花蓮さんのお誘い
空は綺麗に晴れ渡っている。空には雲一つなく、青空が広がり春の太陽は穏やかに照らしている。
僕の気持ちとは正反対の綺麗な空だ。昼休みに教室から窓の外を眺める。頭の中が空っぽになっていいリラックスになる。
昨日起こった出来事、ミズキくんとの出会いと花蓮さんとの約束、この二つの出来事のお陰で僕の精神は疲れきっている。
「どうしたの? 和睦くん」
幼いけど癖のある声がした。声のする方に目を向けると、丸っこくて少し垂れた目が僕を見ていた。
「風花さん? ちょっと物思いに耽ってるだけだよ」
昨日あった可愛い男の子のことが一日たっても忘れられません。おまけに花蓮さんから付き合いが悪いと拗ねられました。そんなことを言えるわけもない。
風花さんは僕の顔を覗きこんでくる。鼻筋も通ってで色白、猫みたいな口、背も小さく、穏やかな猫みたいな雰囲気を醸し出している。
グレーのブレザーに白いブラウス、水色のチェックのスカートという制服を身にまとっているが、少年みたいな体つきのせいか中性的な雰囲気だ。
「ゴメン。急に用事入って」
本当なら今日は総合格闘技部の練習に最後まで付き合う予定だった。だけど花蓮さんとの練習の約束をしたから居残りはできなくなった。
「いいよ。練習だけ付き合ってくれたらいいから。
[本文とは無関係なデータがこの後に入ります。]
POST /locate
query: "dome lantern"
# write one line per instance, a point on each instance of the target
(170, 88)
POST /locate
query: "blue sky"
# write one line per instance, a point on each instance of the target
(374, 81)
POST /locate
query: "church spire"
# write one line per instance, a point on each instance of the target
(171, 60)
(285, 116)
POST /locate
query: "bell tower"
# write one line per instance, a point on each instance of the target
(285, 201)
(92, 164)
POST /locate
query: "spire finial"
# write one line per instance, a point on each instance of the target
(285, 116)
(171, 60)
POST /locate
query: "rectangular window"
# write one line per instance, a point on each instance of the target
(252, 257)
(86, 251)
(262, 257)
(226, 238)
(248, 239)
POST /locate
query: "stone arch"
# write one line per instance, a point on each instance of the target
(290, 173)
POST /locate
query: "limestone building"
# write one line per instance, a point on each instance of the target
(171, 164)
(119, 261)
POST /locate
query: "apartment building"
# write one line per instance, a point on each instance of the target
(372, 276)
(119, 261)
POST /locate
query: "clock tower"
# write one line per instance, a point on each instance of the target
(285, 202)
どうしたの?」
「花蓮さんのお誘い」
「委員長のお誘いなら断れないねえ」
まあ風花さんもその日の気分で練習を決めている。僕が途中で帰ってもなんとかなると昨日電話をした時に言っていた。打撃の練習をメインらしい。
「斉藤、話があるんだけど」
ざっくりとすいた短髪、ネコ科の肉食獣のような丸く鋭い目が僕に向けられている。
脂肪の少ない体にグレーのブレザーと白いワイシャツにネクタイ、黒いズボンを纏っている。筋肉が付きにくい体質のためか体は大きくない。
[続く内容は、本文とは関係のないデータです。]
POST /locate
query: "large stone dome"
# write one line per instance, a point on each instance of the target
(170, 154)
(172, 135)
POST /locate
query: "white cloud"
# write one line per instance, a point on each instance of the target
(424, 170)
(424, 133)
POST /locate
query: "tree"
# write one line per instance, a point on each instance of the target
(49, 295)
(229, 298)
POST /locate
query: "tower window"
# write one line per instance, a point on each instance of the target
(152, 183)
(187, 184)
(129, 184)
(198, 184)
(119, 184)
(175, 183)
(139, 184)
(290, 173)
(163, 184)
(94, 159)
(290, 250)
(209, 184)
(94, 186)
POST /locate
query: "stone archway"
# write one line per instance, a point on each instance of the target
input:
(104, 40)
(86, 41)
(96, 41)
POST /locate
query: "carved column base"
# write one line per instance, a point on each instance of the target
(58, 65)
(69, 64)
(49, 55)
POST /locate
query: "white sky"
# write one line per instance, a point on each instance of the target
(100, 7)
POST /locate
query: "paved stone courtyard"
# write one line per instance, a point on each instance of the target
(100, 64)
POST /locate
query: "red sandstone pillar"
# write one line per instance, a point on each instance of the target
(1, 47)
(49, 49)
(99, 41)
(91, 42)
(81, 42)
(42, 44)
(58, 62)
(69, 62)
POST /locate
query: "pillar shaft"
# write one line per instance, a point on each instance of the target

「今日、オレの寝技の練習に付き合うんじゃないのか?」
「光悪い、本当にゴメン」
不機嫌な様子を隠そうともしていなかった。光に寝技を教えると約束したそれを一方的にキャンセルしたんだから苛立つ気持ちはわかる。
「何で?」
実際、光の声から怒りの感情がひしひし伝わってくる。約束を破ったのは僕なので批判は甘んじて受けなければいけない。
「ゴメン、花蓮さんに誘われて」
「委員長のわがままか」
光の吐き捨てた言葉からは不快感がにじみ出ていた。
「まあまあ、光っち、落ち着きなよ」
こういう時に風花さんは役に立つ。穏やかな雰囲気と柔らかい声は相手を落ち着かせるのだ。
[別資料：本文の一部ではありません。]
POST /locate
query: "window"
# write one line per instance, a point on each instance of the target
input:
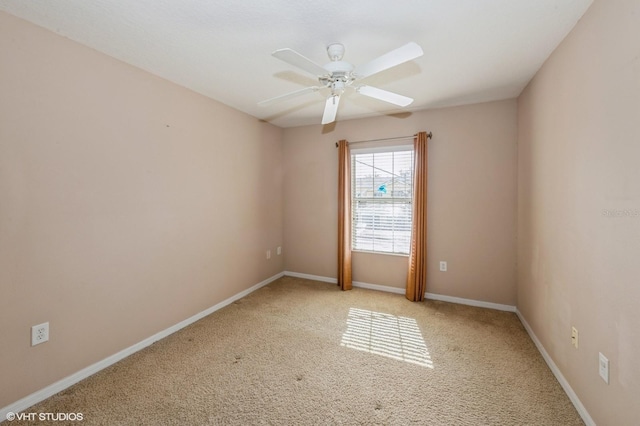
(382, 191)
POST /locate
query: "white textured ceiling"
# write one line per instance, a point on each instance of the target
(475, 50)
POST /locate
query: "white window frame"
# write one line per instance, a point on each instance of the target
(359, 225)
「だってさ、風花さん、今日寝技教えてもらうって約束したんですよ」
「和睦くんは私が無理言って付き合ってもらってるからねえ。それにジムの方も出ないと」
「だったら総合格闘技部はいいんですか?」
釈然としない様子で光は風花さんに聞いた。光にとっては数少ない練習の機会を潰されたのだ。罪悪感が僕の胸に広がっていく。
「なあ、光、埋め合わせするから」
光は不機嫌そうにため息をつく。不満を残しながらも納得してくれたみたいだった。
「どうしたんだ? 和睦くん」
嫌な声がした。この場に来ては絶対に行けない人間の声だ。声の方に視線を向ける。花蓮さんがいた。
光と花蓮さん、この状況下で会ってはならない二人が遭遇した。僕の背筋に冷たいものが走る。